这项研究介绍了一种创新的安全增强方法,结合了先进的图像分析和软计算。重点是一个智能监控系统,通过分析服饰来检测受限制区域内的未经授权的人员。传统的 security 措施在监测未经授权的访问时面临挑战。利用 YOLOv8,一种先进的物体检测算法,我们的系统根据影片中的服饰来识别授权人员。该方法涉及在全面数据集中训练 YOLOv8 模型,确保在特定区域的精确识别。软计算技术增强了对于动态环境和不断变化的光线条件的适应性。这项研究对于图像分析和软计算领域都做出了贡献,提供了一种高级的安全解决方案。强调了基于一致性的异常检测,为受限制区域建立了一个稳固的安全系统基础。结果表明,基于 YOLOv8 的监控在确保敏感地点的安全方面具有巨大潜力。
https://arxiv.org/abs/2404.00645
Classifying hyperspectral images is a difficult task in remote sensing, due to their complex high-dimensional data. To address this challenge, we propose HSIMamba, a novel framework that uses bidirectional reversed convolutional neural network pathways to extract spectral features more efficiently. Additionally, it incorporates a specialized block for spatial analysis. Our approach combines the operational efficiency of CNNs with the dynamic feature extraction capability of attention mechanisms found in Transformers.

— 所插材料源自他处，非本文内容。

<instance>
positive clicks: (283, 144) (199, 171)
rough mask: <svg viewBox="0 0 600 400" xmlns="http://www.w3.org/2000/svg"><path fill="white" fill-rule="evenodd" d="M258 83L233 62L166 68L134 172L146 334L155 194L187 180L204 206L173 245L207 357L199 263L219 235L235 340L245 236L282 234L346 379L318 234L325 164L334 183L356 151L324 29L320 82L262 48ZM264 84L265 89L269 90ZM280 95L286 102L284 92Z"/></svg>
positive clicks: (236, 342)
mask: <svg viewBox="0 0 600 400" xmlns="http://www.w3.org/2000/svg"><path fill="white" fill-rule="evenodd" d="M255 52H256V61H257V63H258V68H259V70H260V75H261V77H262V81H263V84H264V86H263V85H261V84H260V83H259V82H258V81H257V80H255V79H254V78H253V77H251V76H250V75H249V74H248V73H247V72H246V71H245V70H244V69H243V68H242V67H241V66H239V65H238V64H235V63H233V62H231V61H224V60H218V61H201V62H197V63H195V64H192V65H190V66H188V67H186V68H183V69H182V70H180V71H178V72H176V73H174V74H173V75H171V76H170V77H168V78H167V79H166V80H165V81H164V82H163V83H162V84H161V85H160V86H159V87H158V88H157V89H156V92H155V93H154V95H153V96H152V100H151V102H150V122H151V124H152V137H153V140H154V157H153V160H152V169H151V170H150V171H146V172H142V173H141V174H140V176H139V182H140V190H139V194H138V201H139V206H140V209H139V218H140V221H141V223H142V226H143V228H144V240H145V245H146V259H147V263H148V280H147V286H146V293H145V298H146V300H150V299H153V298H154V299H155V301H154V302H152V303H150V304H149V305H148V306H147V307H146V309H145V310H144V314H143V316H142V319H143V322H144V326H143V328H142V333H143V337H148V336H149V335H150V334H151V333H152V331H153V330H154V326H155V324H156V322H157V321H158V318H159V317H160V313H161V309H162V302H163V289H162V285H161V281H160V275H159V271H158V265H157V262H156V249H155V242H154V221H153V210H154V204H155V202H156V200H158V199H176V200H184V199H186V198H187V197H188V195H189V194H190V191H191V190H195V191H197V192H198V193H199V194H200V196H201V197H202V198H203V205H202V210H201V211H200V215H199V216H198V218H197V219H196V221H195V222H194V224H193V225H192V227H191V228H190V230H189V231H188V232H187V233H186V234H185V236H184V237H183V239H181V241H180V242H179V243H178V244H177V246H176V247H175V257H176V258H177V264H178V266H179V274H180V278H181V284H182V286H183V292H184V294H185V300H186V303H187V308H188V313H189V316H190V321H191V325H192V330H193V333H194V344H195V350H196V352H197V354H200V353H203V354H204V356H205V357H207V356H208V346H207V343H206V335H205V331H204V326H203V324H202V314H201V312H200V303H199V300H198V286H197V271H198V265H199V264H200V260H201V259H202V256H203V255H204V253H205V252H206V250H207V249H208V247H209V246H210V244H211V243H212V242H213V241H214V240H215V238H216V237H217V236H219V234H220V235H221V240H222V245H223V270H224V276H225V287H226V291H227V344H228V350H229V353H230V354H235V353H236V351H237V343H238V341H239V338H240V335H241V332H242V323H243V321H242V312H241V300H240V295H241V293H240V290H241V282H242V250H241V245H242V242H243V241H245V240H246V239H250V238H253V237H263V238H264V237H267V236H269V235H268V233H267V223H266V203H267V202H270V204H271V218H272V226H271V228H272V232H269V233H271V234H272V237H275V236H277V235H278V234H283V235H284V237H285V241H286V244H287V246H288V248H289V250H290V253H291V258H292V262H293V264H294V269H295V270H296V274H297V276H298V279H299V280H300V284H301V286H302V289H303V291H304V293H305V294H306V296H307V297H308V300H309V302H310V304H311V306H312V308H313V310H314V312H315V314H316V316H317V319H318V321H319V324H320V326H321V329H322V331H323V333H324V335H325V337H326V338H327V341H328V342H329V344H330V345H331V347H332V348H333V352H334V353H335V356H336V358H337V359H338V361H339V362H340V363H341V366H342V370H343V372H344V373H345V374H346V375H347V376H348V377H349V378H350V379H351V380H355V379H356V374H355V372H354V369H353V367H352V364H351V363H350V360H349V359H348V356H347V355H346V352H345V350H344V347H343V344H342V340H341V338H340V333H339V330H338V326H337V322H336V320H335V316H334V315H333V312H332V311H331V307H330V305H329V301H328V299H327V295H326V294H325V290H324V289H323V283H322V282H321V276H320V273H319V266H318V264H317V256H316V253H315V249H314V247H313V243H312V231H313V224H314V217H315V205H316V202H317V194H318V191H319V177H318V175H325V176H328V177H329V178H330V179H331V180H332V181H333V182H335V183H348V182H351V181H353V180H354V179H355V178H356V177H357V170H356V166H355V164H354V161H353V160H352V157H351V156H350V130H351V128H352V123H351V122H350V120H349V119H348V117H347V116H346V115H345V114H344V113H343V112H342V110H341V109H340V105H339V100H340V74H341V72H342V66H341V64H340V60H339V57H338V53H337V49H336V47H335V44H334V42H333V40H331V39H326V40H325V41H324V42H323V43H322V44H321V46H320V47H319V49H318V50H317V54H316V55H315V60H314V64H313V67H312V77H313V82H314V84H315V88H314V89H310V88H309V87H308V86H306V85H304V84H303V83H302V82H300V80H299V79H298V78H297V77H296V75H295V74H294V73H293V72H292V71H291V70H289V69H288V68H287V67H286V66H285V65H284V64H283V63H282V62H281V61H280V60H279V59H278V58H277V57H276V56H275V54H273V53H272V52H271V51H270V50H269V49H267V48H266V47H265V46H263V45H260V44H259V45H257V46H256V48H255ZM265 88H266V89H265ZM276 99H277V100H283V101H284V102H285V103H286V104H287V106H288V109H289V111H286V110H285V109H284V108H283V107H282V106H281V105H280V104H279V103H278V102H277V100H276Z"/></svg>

However, it avoids the associated high computational demands. HSIMamba is designed to process data bidirectionally, significantly enhancing the extraction of spectral features and integrating them with spatial information for comprehensive analysis. This approach improves classification accuracy beyond current benchmarks and addresses computational inefficiencies encountered with advanced models like Transformers. HSIMamba were tested against three widely recognized datasets Houston 2013, Indian Pines, and Pavia University and demonstrated exceptional performance, surpassing existing state-of-the-art models in HSI classification. This method highlights the methodological innovation of HSIMamba and its practical implications, which are particularly valuable in contexts where computational resources are limited. HSIMamba redefines the standards of efficiency and accuracy in HSI classification, thereby enhancing the capabilities of remote sensing applications. Hyperspectral imaging has become a crucial tool for environmental surveillance, agriculture, and other critical areas that require detailed analysis of the Earth surface. Please see our code in HSIMamba for more details.
分类超分辨率图像是一个遥感中的困难任务,因为它们具有复杂且高维的数据。为解决这个问题,我们提出了HSIMamba,一种新颖的方法,它使用双向反卷积神经网络通道来更有效地提取光谱特征。此外,它还包含一个专门的块来进行空间分析。我们的方法将CNN的操作效率与Transformer中发现的关注机制的动态特征提取能力相结合。然而,它避免了与高级模型(如Transformers)相关的较高计算需求。HSIMamba旨在处理双向数据,从而大大提高提取光谱特征的效率并将其与空间信息相结合进行全面的分析。这种方法在现有基准之外提高了分类准确性,并解决了与高级模型(如Transformers)相关的计算效率问题。HSIMamba与三个广泛认可的数据集Houston 2013,Indian Pines和Pavia University进行了测试,表现出色,超越了现有状态下的最先进模型在HSI分类中的水平。这种方法突出了HSIMamba的方法创新及其实用性,尤其是在计算资源有限的环境下,这一点尤为重要。HSIMamba重新定义了HSI分类的标准和精度,从而提高了遥感应用的功能。超分辨率成像已经成为环境监测、农业和其他需要对地球表面进行详细分析的关键领域的关键技术。更多详情,请参阅HSIMamba中的我们的代码。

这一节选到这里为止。